I am having problems with balancing Windows 10 UAC settings for legacy apps while maintaining correct functioning of Kixtart's Writevalue function in a login script.
I am a supporting multiple different clients at multiple sites, so I can not be overly draconian about forcing policy. The typical results are that the users must have local admin rights to install software/work with various legacy apps, but want new apps like edge to work too.
OS: Windows 10 Pro AU, Windows Server 2012 R2 Kixtart 4.66
EnableLinkedConnections is currently being set to 1 by GPO and confirmed working.
In order for Edge (and such apps) to work User Account Control: Run All administrators in Admin Approval Mode is enabled
In order for Edge (and like apps) to work User Account Control: Admin Approval Mode for the Built-in Administrator is enabled
The UAC notification slider is set to minimum or Never Notify
I am testing this setup using the following script:
Code:
Break On
? SETOPTION("WOW64AlternateRegView","ON")

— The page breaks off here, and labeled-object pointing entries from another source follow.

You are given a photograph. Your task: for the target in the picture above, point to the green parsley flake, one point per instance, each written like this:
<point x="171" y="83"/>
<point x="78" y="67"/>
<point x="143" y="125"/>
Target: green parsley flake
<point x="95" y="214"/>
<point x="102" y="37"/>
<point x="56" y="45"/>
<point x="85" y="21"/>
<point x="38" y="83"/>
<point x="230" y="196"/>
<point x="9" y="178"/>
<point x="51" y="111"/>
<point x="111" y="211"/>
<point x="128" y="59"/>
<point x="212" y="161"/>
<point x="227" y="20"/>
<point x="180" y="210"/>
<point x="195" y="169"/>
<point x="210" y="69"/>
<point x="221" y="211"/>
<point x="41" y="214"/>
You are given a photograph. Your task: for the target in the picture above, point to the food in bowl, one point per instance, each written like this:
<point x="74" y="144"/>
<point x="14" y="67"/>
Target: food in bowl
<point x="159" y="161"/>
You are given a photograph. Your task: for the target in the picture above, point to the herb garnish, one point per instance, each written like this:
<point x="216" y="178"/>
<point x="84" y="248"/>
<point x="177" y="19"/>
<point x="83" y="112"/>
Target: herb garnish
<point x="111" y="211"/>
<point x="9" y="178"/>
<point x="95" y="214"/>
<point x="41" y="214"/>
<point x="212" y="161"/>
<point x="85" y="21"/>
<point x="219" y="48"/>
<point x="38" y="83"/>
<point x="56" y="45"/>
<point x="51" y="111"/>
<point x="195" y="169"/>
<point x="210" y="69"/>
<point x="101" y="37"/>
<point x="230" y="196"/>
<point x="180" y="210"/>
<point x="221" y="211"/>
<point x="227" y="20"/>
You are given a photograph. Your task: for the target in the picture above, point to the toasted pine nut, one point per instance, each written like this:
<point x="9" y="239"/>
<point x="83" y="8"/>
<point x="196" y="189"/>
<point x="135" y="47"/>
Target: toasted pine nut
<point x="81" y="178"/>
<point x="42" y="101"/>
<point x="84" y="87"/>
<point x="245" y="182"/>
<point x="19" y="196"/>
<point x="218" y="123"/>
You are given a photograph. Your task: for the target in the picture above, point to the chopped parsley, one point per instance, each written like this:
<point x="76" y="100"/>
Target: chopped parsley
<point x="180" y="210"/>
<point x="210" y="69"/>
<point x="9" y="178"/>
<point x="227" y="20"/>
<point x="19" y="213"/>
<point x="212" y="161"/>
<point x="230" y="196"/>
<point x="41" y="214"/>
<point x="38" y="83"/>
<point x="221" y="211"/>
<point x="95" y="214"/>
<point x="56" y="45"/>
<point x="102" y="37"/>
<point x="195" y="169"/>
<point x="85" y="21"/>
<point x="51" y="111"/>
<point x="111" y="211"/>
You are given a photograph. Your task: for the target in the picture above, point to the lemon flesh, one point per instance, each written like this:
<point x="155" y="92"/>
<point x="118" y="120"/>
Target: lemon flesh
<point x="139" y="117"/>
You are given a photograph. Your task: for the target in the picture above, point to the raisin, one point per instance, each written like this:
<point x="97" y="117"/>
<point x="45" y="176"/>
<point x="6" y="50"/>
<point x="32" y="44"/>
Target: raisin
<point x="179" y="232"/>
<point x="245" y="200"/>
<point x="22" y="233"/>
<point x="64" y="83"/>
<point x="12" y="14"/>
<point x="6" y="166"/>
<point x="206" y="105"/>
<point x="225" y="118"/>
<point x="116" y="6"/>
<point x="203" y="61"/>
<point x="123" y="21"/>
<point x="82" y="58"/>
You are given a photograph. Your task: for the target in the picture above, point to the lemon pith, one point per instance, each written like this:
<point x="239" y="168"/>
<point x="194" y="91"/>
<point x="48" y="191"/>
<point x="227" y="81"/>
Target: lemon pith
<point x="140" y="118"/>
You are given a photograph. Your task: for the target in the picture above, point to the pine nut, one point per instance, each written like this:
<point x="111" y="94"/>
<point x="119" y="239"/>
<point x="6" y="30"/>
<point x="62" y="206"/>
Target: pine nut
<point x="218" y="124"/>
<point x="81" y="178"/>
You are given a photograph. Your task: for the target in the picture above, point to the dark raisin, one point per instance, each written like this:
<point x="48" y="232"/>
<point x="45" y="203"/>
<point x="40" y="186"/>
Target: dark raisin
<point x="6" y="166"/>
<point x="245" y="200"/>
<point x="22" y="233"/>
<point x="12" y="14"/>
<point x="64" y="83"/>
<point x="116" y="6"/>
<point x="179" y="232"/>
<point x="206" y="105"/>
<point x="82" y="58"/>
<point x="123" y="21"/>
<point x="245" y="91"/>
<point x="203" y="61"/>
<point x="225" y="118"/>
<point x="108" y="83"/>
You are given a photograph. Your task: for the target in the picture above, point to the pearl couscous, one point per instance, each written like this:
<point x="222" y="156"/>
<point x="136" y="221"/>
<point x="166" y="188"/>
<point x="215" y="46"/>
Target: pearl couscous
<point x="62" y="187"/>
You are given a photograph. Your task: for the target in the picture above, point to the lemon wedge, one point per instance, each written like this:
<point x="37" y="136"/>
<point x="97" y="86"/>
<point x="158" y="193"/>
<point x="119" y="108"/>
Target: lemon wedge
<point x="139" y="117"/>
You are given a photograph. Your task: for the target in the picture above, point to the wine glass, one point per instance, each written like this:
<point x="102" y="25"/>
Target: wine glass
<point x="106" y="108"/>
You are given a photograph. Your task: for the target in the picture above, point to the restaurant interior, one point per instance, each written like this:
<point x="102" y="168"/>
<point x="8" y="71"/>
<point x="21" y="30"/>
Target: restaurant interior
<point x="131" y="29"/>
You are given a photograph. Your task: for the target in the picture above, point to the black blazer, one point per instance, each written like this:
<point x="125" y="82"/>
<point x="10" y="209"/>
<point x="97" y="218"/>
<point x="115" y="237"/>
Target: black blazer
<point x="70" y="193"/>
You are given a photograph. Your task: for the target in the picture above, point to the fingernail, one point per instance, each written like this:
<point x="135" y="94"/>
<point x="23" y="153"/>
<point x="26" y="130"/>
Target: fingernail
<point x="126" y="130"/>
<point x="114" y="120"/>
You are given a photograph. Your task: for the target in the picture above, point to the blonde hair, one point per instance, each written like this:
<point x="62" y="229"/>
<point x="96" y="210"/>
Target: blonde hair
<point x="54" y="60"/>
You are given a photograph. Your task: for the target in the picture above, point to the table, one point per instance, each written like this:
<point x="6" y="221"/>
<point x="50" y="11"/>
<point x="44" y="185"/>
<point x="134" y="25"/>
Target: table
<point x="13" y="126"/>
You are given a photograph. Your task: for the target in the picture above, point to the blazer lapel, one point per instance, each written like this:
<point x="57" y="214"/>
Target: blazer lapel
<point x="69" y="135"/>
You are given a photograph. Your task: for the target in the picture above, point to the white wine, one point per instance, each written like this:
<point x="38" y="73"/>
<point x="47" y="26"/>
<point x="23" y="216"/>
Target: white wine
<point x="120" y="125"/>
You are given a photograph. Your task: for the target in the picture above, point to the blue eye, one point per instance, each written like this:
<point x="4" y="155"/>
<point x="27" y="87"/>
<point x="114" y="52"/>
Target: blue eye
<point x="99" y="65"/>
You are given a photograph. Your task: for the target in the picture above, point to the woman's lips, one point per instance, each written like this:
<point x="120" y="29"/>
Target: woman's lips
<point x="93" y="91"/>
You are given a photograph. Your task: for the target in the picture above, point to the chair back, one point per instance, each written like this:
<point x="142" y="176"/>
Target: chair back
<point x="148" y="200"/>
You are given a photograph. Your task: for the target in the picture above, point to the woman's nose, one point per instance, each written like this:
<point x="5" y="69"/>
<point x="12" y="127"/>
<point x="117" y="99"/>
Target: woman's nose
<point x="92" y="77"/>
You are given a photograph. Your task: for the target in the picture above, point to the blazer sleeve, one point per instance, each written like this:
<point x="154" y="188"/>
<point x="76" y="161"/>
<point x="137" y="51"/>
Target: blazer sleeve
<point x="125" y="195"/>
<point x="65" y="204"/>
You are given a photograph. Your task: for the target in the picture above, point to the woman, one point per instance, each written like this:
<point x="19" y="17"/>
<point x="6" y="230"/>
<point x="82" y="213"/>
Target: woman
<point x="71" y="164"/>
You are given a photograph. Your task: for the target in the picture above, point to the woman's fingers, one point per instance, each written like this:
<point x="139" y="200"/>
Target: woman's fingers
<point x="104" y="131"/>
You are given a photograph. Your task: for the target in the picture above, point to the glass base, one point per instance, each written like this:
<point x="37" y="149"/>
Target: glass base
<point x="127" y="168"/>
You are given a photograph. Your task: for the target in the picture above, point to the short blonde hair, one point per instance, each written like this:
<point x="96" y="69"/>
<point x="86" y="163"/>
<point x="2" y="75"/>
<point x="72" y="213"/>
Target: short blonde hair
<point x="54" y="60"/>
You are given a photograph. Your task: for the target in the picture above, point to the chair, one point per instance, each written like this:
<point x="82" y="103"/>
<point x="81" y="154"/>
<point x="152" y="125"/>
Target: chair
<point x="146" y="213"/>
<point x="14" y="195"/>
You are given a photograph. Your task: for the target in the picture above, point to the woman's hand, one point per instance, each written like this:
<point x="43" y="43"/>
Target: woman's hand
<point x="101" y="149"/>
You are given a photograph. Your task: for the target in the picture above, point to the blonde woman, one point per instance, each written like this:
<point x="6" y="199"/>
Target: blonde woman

? WriteValue("HKLM\SOFTWARE\Microsoft\Windows\CurrentVersion\Policies\System","EnableLinkedConnections","1","REG_DWORD")
exit
Returns
OFF 5
So the writevalue statement fails with a Error 5 which I believe is rights related.
I tried a Shell "Reg ADD" and also get an Access Denied error
If disable User Account Control: Admin Approval Mode for the Built-in Administrator
It returns:
OFF 0
So it works, but of course the Edge no longer works, giving the can't be ran by built in administrator error
Is there anyway for Writevalue to work and Windows 10 apps to work at the same time?